Art Cashin, UBS director of floor operations at the NYSE, called Friday's surge in stocks a "sigh of relief" rally.
He pointed to reprieve about Europe, muted Hong Kong demonstrations and calmed fears about Ebola as reasons the market is soaring.
Also giving a major boost: an upbeat September jobs report.
The Dow Jones Industrial Average rose more than 200 points, staging a steady climb higher after September's nonfarm payroll report came in stronger-than-expected. Employers added 248,000 jobs last month, which was above the 215,000 consensus. August's dismal number was upwardly revised and the unemployment rate fell to 5.9 percent, the lowest level since July 2008.
It is a Goldilocks scenario for Wall Street with the economy improving, albeit at a slow pace, and inflation tame.

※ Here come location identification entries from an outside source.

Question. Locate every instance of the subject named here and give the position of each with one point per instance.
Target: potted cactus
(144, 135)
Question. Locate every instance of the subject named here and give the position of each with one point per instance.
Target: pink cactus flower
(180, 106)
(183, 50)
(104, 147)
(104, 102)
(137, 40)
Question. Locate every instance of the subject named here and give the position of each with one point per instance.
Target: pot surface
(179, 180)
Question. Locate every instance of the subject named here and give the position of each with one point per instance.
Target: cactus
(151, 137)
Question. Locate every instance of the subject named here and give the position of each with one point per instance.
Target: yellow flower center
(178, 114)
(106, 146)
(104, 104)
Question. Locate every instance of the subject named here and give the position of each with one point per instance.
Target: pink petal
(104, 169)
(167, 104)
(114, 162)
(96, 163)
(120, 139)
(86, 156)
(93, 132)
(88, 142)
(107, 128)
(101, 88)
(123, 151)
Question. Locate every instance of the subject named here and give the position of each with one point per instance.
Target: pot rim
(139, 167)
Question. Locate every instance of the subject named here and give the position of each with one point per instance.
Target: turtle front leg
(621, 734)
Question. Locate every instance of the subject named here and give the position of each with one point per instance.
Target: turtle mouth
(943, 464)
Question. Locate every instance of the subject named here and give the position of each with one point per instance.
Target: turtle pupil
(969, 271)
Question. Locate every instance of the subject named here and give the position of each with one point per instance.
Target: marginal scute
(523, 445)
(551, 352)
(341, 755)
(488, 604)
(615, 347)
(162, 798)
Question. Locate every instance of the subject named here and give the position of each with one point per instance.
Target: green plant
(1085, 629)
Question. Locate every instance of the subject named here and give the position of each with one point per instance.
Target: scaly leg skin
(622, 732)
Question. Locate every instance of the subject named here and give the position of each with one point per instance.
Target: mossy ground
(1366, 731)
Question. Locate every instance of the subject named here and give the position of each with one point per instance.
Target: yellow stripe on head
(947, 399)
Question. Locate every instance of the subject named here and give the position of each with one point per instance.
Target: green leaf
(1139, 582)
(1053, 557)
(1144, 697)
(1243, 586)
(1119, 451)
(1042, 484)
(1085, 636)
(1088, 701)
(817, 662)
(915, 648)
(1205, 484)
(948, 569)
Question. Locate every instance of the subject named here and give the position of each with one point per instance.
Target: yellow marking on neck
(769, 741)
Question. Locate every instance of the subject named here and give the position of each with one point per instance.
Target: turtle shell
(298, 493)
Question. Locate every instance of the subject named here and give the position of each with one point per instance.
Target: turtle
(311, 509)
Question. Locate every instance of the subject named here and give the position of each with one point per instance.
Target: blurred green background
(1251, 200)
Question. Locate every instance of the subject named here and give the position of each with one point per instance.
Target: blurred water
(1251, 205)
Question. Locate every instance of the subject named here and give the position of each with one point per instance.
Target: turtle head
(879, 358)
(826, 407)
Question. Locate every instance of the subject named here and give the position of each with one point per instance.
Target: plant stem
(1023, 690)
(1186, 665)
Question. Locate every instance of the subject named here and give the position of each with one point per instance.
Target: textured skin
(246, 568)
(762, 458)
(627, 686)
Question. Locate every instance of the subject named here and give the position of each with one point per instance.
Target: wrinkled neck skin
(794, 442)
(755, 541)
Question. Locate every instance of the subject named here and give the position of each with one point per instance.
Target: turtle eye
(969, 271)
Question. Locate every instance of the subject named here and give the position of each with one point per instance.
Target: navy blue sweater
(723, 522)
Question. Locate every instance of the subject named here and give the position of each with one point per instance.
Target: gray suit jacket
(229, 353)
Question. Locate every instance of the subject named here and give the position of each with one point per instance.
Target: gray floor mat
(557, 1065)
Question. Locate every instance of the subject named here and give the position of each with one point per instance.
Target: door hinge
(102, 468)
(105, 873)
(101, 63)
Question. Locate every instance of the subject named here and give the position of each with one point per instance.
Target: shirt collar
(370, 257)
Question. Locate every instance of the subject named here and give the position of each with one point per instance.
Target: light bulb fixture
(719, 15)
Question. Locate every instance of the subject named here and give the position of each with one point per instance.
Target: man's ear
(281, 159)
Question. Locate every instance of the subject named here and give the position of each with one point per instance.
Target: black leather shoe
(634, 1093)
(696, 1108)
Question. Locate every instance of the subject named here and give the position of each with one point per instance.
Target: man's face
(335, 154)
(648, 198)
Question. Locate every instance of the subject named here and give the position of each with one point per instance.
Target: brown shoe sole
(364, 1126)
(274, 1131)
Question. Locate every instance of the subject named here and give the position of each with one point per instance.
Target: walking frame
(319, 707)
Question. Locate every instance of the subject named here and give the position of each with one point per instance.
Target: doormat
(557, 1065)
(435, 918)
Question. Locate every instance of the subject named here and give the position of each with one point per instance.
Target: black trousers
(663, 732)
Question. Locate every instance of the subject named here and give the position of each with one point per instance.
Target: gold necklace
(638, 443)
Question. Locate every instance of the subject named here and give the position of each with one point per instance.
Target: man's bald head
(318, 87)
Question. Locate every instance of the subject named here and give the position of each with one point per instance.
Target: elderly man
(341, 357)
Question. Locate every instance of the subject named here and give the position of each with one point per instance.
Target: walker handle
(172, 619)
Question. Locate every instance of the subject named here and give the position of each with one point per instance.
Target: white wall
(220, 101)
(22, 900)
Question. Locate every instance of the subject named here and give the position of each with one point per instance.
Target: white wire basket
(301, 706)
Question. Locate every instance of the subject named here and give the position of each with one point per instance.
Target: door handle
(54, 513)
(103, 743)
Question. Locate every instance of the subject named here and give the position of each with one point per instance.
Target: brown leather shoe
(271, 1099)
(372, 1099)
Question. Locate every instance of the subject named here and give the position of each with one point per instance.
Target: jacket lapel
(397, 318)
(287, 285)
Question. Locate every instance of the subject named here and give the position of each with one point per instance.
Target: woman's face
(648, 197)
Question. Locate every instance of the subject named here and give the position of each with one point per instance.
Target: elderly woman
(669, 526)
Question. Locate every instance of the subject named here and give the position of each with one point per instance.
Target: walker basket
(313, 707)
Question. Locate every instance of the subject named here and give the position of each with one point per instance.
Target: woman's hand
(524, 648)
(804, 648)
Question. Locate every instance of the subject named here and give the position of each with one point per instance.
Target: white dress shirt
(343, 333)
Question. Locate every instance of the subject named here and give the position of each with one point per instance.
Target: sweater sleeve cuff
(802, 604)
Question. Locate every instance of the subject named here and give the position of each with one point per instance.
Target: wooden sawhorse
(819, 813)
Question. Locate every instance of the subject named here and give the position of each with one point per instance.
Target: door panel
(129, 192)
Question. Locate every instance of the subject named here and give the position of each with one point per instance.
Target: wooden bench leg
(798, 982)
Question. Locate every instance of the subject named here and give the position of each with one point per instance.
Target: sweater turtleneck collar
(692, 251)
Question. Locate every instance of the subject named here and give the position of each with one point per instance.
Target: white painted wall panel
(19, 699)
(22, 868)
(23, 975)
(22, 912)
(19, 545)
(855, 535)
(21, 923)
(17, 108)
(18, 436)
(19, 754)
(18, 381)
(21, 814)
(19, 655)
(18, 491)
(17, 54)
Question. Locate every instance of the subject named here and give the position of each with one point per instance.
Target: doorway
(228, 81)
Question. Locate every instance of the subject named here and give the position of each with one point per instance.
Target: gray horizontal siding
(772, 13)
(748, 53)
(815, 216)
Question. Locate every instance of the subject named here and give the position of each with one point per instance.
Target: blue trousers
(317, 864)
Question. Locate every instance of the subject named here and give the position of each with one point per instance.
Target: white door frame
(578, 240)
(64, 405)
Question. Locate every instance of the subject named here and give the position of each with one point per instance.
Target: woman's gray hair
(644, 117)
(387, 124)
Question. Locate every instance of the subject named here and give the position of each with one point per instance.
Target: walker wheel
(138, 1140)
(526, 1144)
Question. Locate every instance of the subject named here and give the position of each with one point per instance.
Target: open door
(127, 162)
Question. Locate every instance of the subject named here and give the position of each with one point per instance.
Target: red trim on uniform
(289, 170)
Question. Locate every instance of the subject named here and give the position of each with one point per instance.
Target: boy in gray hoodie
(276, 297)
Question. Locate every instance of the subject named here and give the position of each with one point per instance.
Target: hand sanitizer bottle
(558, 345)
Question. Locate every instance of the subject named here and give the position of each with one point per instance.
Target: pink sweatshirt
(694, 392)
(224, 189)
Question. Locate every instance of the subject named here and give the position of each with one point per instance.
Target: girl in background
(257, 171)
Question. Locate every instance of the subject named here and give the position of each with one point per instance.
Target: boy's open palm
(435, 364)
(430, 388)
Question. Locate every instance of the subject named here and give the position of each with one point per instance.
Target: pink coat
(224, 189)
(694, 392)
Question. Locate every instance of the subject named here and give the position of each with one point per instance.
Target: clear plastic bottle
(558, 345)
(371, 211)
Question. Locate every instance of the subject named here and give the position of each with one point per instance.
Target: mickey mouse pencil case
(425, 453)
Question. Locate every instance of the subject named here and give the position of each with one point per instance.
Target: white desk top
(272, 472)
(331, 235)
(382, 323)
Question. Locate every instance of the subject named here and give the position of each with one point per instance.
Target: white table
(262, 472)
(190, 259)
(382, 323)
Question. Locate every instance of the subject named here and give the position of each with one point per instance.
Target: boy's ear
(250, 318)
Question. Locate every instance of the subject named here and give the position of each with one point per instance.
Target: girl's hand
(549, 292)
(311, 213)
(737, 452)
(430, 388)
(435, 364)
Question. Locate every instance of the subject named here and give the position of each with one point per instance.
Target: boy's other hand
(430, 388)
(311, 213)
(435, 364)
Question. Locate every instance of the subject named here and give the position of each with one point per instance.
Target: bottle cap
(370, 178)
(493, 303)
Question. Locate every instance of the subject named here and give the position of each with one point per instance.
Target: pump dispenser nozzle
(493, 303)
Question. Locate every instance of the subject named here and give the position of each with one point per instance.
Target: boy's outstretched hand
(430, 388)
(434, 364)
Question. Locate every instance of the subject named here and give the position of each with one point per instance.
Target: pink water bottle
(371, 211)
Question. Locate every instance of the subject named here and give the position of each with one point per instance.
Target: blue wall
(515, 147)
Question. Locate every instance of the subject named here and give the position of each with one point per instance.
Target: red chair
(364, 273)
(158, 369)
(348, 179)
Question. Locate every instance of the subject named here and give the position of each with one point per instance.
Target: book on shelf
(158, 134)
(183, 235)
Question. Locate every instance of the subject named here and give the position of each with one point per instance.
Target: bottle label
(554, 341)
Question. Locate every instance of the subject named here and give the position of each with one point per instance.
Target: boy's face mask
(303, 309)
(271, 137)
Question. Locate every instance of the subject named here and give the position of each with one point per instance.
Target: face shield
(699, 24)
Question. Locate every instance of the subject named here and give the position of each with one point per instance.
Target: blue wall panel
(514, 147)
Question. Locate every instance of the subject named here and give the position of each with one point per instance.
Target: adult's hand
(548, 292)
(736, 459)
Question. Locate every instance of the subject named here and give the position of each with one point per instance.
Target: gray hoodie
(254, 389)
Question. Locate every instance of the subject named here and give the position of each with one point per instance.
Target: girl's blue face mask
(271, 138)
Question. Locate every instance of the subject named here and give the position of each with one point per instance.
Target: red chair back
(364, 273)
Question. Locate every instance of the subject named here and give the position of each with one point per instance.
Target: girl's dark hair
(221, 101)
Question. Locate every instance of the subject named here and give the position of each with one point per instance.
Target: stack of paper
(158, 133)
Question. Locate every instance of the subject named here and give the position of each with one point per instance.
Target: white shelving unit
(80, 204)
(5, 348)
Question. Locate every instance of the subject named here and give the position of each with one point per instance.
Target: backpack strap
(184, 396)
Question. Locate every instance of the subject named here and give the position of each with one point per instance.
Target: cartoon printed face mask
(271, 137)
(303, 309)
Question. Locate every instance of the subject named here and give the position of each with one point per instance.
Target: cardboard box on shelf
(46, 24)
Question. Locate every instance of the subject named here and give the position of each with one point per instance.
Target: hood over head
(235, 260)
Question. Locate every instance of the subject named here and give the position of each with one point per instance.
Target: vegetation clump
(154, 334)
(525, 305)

Europe rallied to session highs after the jobs report was released. Bond yields, which typically advance when the economy improves, climbed and the U.S. dollar index hit its highest level in four years. A higher U.S. dollar put pressure on commodities, dragging down oil and metals.
Economically sensitive stocks like airlines and railroads are among the best performers as oil slides and brent crude touches its worst level in two years. "That has allowed the transportation stocks to get past the Ebola scare," Cashin said.
Despite a rough week for stocks that were weighed down by geopolitical tensions, Ebola worries and deflation and growth concerns, major averages are set to notch their best days in several months.
"The real thing is: Let's see if we can kick it in to high gear and break out of that resistance [1,965 to 1,969 on the S&P 500]," Cashin said.